対流圏や中間圏では高度とともに温度が低くなるのに対して、成層圏では逆に、高度とともに温度が上昇する。

 

 高度とともに温度が上昇する……ねえ。なるほど。って、暑い!!!!暑いよ!!!!!!温度上昇してるよ!!!!!!そこまで上昇志向にならなくていいよ!!!!!!!!!!!無駄な意識高い系が一番嫌われるし、ダメな奴だろ!!!!銃殺するべき対象だろ!!!!!!!!!!!!!!!!!

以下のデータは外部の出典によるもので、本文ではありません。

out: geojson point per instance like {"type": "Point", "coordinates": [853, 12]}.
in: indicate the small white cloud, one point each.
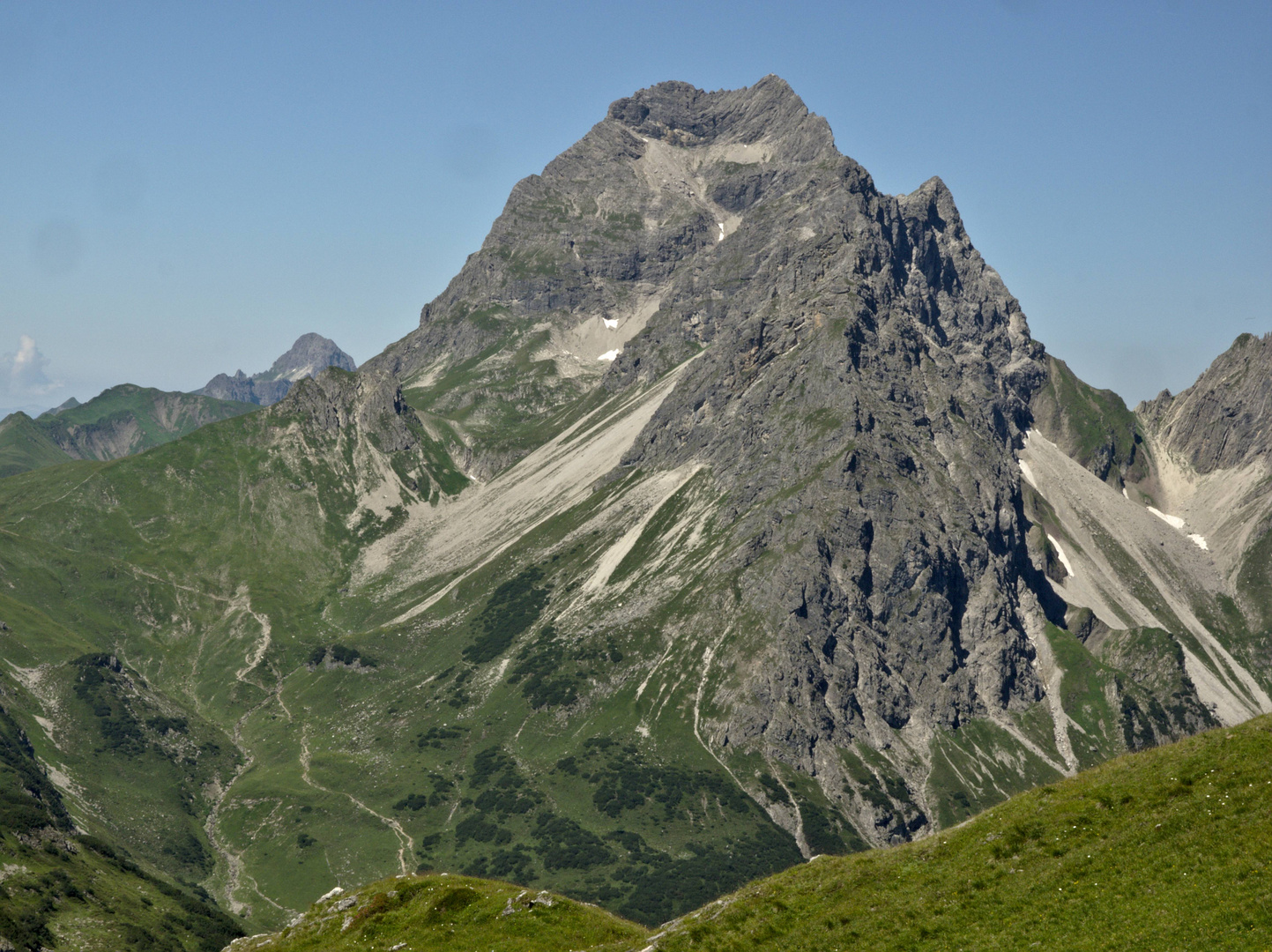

「お日さん、お日さん。どうぞ私をあなたの所へ連れてって下さい。灼けて死んでもかまいません……」

 だめだ。こいつすっかり「よだかの星症候群(ヨダカ・シンドローム)」になってやがるし、実際によだかになってもいる。よだかに乗ってどこまでも。よだか醜っっ。気持わるっ。温度が上がるにつれてよだかの見かけだけじゃなく、俺の気分も悪くなってきた。吐きそうだ。酸素が薄いだけでなく、うだるような暑さなのだからな。吐いた。よだかがライチョウだったときにならって上を向いていたので、吐瀉物が逆流して喉につかえる。甲虫を飲み込んでもがき苦しむよだかのようだ。ああ、かぶとむしや、たくさんの羽虫が、毎晩僕に殺される……。いけない、俺まで「よだかの星症候群(ヨダカ・シンドローム)」にかかってしまいそうだ。俺は鬱病ではない。俺は先日心療内科に出向き、「鬱病統合失調症、薬物乱用の傾向、行為の是非を判別して行動する能力が低い傾向」の無さを示す診断書を医者に書いてもらっている。健全だ。まったくもって、胸を張って正常な精神を持っていると言える。お前なんかより、お前らなんかより、俺は、俺だけは、正常だ。正常なんだ、暑い…。温度は異常だが、俺は、正常だ。正常……。暑、正常……。暑正常、正常だ……。正常であるのに………………………………………………………………………………………………………………………………………………………………………………………正、……常………………………………………………………………………………………暑、、……………………………、い……………………………正常、……………………………………………………………………………………………………………………………暑っ、

 

 

 

 暑い。真夏にエアコンを切タイマー(2時間)かけて寝ると、起きたとき暑いね。汗だくだ。なんか変な夢も見たし。最近は起きてるより夢の方が楽しいからたくさん寝ていたいって思ってたくらいだったのに、久しぶりの悪夢だ。

 

 と、寝ぼけ頭で思いながら俺は脱水症状で体が硬直し、そのまま誰にも気づかれずに死んでしまった。